In most cases a fiduciary is able to fulfill their legal duties to the principal and all parties are satisfied in the outcomes. However, when a fiduciary relationship irrevocably breaks down the results can be disastrous to all parties involved. Problems in the fiduciary relationship usually arise when a beneficiary and a fiduciary disagree as to whether a particular decision made by the fiduciary was reasonable and prudent. The law allows for certain claims to filed against fiduciaries in a court of law. A principal or beneficiary can file a claim for fiduciary misconduct if he or she can show that the fiduciary breached their legal duty to the principal. A dissatisfied beneficiary may also petition the court to seek the removal of a fiduciary. In cases involving fiduciary fraud or dishonestly that result in the loss of assets a fiduciary can be held personally responsible and be ordered by the court to pay back the misappropriated assets.

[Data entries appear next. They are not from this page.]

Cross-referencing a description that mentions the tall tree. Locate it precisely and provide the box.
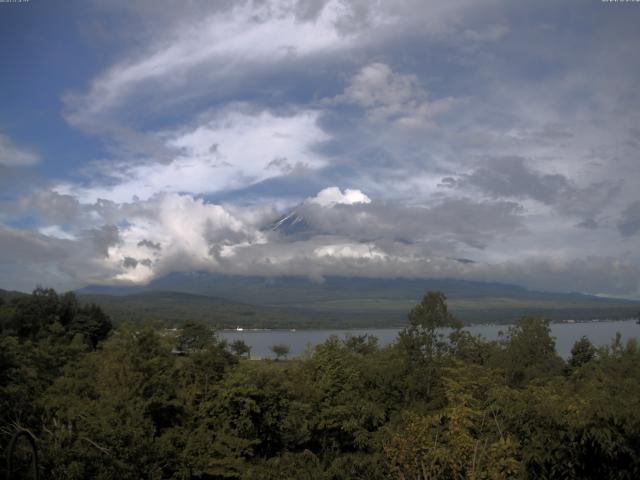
[270,344,290,361]
[177,321,215,352]
[568,336,597,370]
[500,317,564,387]
[397,291,461,400]
[230,339,252,359]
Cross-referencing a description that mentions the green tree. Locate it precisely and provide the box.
[177,340,237,405]
[301,336,387,456]
[40,327,182,479]
[499,317,564,387]
[230,339,252,359]
[568,336,597,370]
[68,303,112,349]
[183,361,310,477]
[244,450,323,480]
[1,288,110,349]
[7,287,63,341]
[270,343,290,361]
[385,364,520,480]
[407,291,462,331]
[343,333,379,355]
[396,291,462,401]
[177,321,215,352]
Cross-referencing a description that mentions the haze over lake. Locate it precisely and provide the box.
[219,320,640,360]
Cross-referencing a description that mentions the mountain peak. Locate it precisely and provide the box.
[263,209,311,235]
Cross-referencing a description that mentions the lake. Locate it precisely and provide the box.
[219,319,640,359]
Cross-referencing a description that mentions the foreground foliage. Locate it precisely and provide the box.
[1,289,640,479]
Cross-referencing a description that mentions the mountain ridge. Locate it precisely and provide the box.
[74,273,640,328]
[77,272,639,304]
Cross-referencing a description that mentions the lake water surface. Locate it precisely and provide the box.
[219,319,640,359]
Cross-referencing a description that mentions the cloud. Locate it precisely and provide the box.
[3,187,640,298]
[137,239,161,250]
[292,196,524,250]
[306,186,371,206]
[0,134,39,167]
[98,193,267,284]
[38,225,77,241]
[313,242,386,260]
[58,108,328,203]
[446,156,620,218]
[122,256,138,269]
[618,201,640,237]
[295,0,332,21]
[481,256,640,298]
[3,0,640,299]
[64,1,349,133]
[0,224,123,292]
[5,188,523,289]
[462,23,509,43]
[330,62,458,128]
[20,191,83,225]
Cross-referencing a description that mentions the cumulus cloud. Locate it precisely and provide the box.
[99,193,267,283]
[306,186,371,206]
[3,186,640,297]
[6,192,269,287]
[5,186,523,289]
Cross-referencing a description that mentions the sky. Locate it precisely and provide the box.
[1,0,639,297]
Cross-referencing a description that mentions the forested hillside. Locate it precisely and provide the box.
[2,289,640,479]
[76,274,640,328]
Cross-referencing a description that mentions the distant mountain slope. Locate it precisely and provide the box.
[78,291,333,329]
[77,274,640,327]
[78,273,638,304]
[0,288,29,302]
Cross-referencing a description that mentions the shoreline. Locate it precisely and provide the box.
[217,317,639,333]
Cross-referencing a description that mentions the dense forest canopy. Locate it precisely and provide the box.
[2,289,640,479]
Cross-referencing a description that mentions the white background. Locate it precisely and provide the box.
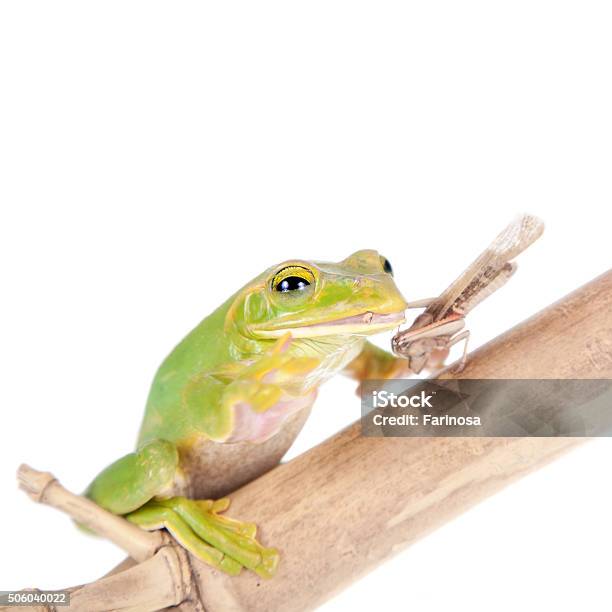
[1,2,611,611]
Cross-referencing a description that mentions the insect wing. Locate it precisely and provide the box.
[424,214,544,321]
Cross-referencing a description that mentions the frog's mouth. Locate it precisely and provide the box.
[252,311,406,339]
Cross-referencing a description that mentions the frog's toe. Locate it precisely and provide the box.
[259,544,280,576]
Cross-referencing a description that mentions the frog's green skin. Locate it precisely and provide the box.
[85,250,409,578]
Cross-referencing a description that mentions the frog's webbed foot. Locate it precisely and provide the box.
[125,496,279,578]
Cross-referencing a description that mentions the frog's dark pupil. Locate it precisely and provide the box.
[277,276,310,292]
[383,258,393,275]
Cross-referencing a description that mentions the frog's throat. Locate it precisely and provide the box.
[250,310,406,339]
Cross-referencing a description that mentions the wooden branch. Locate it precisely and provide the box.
[12,270,612,612]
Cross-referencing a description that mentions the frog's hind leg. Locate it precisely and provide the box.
[85,439,180,515]
[85,439,277,577]
[127,496,279,578]
[125,502,242,576]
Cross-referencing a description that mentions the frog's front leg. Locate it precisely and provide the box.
[344,340,411,384]
[85,439,279,577]
[202,333,320,444]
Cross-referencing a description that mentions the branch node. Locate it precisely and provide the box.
[17,464,57,503]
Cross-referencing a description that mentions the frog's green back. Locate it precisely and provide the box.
[137,296,236,445]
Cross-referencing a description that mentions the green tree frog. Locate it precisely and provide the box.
[85,250,409,578]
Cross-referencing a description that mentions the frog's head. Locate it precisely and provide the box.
[228,250,407,340]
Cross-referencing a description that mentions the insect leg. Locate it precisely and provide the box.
[448,330,471,373]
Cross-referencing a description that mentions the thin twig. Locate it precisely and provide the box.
[17,464,163,563]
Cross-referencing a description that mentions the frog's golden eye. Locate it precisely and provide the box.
[271,266,315,293]
[381,256,393,276]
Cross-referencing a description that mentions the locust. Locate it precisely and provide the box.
[392,214,544,373]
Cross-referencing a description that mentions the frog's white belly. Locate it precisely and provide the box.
[175,400,314,499]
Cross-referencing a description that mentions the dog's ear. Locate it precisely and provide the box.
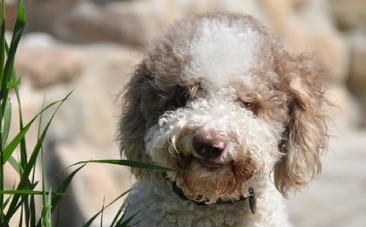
[274,55,328,197]
[118,62,158,180]
[118,59,189,180]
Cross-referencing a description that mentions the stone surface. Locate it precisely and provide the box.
[347,30,366,127]
[24,0,81,32]
[328,0,366,31]
[261,0,349,83]
[54,1,162,46]
[348,31,366,93]
[15,33,85,88]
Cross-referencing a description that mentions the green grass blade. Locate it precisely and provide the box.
[3,196,12,217]
[2,120,31,164]
[83,190,131,227]
[50,163,85,213]
[115,211,140,227]
[0,2,25,126]
[110,206,124,227]
[113,201,156,227]
[100,197,105,227]
[6,77,20,89]
[37,163,86,227]
[19,207,23,227]
[71,159,174,172]
[42,187,52,227]
[4,91,72,223]
[1,98,11,148]
[29,187,36,227]
[12,73,28,179]
[0,0,26,101]
[38,96,50,227]
[1,1,27,226]
[0,0,7,221]
[2,98,67,165]
[0,190,65,196]
[7,156,22,175]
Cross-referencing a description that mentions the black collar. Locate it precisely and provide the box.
[163,173,257,214]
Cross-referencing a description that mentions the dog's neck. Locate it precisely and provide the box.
[123,179,291,226]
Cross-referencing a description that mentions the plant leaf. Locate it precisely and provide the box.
[83,190,131,227]
[41,186,52,227]
[4,91,72,223]
[2,99,66,165]
[7,156,22,175]
[6,78,20,89]
[50,163,86,213]
[2,98,11,148]
[0,0,26,101]
[0,190,64,196]
[71,159,174,172]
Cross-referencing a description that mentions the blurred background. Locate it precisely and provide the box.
[3,0,366,226]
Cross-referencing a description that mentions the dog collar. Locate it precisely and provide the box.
[163,173,257,214]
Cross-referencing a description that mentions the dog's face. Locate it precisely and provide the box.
[119,13,327,203]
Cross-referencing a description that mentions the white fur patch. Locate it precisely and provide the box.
[187,19,261,90]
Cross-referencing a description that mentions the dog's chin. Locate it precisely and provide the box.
[175,158,255,204]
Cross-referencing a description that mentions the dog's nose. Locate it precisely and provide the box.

Many potentially serious problems with fiduciaries and fiduciary duties can be eliminated by simply having a discussion with a trusted attorney who is familiar with fiduciary duties prior to entering any fiduciary relationship. Your attorney can advise you as to precisely what is expected of you in the fiduciary relationship. Once you know what is expected you can better decide if you are qualified to undertake the duties and responsibilities. Similarly, if you need to appoint a person to a position that has a fiduciary obligation you should first consult with a trusted and experienced attorney specializing in fiduciary matters who will advise you what standard of fiduciary care you should expect from a person prior to asking them to undertake a position having a fiduciary duty.